Moins en pointe et en verve que son tonitruant soutien et porte-parole du collectif Jean-Yves Ramassamy, José Gaddarkhan n'est pas moins présent derrière le mouvement des 24 et 25 février. Patron d'entreprises du BTP, il est probablement le nerf logistique du mouvement. 

Barrages à Morne-à-l'Eau
©R. Defrance

Du mouvement mené par un collectif composé de branches professionnelles variées, mais qui pourraient s'avérer utiles lors des prochaines élections consulaires, il montre, preuve à l'appui, son engagement personnel pour les entreprises de Guadeloupe. Au passage, et malgré sa prise de position au début de la conférence de presse de ce lundi 1er mars quant à son désintérêt personnel dans le mouvement et sa volonté de défendre l'intérêt général, il lui serait bien difficile de ne pas être intéressé par le devenir des carrières de la Guadeloupe, quand elles sont à l'origine d'une matière première importante pour son activité professionnelle.

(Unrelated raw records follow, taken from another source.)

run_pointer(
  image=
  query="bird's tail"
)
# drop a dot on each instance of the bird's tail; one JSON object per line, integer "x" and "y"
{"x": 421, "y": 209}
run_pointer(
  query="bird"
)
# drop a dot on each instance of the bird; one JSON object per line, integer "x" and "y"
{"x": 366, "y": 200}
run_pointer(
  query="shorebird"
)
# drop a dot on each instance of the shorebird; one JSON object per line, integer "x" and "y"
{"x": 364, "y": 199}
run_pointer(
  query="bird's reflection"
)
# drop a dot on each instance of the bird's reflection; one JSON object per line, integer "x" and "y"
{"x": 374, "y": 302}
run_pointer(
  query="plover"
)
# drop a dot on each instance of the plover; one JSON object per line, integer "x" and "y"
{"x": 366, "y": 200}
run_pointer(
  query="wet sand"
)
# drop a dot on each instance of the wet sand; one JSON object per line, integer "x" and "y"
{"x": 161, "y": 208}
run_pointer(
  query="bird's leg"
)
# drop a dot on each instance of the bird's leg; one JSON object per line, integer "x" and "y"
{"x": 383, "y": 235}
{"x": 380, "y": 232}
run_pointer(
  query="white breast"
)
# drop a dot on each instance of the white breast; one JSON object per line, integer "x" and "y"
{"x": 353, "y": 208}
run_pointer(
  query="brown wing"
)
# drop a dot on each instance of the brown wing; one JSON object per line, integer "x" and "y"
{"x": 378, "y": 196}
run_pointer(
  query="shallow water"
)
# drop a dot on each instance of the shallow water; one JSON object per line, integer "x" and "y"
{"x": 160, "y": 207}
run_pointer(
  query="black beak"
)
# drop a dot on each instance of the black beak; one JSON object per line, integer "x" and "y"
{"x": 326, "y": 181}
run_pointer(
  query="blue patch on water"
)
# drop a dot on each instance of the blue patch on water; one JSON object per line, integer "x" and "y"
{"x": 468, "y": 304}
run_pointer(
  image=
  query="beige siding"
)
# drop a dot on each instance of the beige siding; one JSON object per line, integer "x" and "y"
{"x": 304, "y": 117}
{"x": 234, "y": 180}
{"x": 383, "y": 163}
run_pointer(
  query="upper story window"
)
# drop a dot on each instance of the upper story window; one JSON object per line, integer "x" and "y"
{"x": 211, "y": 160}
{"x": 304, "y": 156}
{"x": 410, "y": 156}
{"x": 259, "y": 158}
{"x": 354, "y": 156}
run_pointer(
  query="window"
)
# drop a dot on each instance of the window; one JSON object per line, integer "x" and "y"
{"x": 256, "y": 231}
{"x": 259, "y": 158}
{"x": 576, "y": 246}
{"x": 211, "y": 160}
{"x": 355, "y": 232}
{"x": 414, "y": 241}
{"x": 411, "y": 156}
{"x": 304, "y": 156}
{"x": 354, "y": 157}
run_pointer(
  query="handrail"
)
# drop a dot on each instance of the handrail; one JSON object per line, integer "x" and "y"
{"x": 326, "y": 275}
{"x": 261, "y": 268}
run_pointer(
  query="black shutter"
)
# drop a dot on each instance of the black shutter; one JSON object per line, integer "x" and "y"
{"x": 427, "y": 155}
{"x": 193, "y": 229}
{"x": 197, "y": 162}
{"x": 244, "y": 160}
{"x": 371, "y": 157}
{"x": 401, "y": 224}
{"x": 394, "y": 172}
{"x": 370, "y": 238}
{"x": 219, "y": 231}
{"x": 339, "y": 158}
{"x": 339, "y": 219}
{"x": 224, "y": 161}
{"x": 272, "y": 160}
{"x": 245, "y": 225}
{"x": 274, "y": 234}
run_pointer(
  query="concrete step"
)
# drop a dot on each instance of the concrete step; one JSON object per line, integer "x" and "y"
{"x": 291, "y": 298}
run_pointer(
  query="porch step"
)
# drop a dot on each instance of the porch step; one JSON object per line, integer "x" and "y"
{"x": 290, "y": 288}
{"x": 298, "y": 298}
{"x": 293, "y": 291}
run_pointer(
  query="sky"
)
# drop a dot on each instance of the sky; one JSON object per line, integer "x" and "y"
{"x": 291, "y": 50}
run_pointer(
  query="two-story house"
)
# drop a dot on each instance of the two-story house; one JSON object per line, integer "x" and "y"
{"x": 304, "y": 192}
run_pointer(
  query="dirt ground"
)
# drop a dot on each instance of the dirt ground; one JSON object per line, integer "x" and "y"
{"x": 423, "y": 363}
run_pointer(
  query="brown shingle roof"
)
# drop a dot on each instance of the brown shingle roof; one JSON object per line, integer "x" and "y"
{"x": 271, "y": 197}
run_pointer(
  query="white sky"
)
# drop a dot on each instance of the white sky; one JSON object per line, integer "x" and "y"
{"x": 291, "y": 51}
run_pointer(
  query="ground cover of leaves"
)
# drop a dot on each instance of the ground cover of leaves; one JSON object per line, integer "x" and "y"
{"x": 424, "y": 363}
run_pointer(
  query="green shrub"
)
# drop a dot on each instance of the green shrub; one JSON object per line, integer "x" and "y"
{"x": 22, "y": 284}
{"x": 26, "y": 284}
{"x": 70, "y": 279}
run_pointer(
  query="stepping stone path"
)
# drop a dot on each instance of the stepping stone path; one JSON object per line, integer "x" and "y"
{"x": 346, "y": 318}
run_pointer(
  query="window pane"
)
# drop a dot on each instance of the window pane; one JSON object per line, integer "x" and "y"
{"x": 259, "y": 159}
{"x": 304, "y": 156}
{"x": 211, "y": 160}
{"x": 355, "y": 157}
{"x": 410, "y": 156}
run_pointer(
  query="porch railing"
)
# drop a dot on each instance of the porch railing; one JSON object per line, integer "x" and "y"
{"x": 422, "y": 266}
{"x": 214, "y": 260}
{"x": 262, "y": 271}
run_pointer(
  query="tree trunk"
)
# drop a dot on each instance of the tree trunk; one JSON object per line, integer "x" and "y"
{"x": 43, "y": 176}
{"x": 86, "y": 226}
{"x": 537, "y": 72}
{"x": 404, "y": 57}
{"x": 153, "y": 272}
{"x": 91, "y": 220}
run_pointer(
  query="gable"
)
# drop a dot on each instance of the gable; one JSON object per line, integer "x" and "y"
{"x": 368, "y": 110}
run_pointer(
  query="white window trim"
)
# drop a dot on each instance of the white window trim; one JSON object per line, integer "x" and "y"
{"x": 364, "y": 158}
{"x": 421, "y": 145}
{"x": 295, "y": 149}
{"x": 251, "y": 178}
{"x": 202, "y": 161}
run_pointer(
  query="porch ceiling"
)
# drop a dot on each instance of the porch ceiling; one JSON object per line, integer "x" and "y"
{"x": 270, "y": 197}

José Gaddarkhan, Président de la Fédération du BTP, membre du collectif

Patrick Vial-Collet, à l'heure des comptes et des décomptes

En face, Patrick Vial-Collet et l'UDE-MEDEF ont bien compris l'attaque directe que constitue le mouvement de la semaine dernière. Leur volonté de faire de la CPME une base arrière pour leur maintien à la tête de la Chambre Consulaire, se trouve mise à mal, en premier lieu, par le sort de Jean Kassis. Elle l'est aussi par le mouvement, et désormais, par les extensions du conflit, au nombre desquelles la volonté affichée du collectif des socioprofessionnels de Guadeloupe de s'approprier les carrières de Deshaies et Gourbeyre. L'image des membres du collectif en uniforme dans la salle du Vélodrome a probablement été pour eux la plus silencieuse des déclarations de guerre. 

collectifs en blanc
Les membres du collectif des socio-professionnels lors de la conférence de presse du 1er mars 2021 ©Ch. Théophile

Le président de la Chambre de Commerce et d'Industrie de la Guadeloupe en avait fait autant en essayant de fédérer autour de lui les mécontentements contre les motifs impérieux et les restrictions sanitaires qui contraignent les entreprises et particulièrement celles de son secteur. 

Et comme à chaque élection à la Chambre de Commerce et d'Industrie, les calculettes chauffent en ce moment pour compter les soutiens réels de part et d'autres et ceux qui sont susceptibles de passer d'un camp à l'autre. Un problème mathématique pour les belligérants qui, rappelons-le, ne le sont toujours pas officiellement.Tout cela n'étant qu'un tableau en filigrane.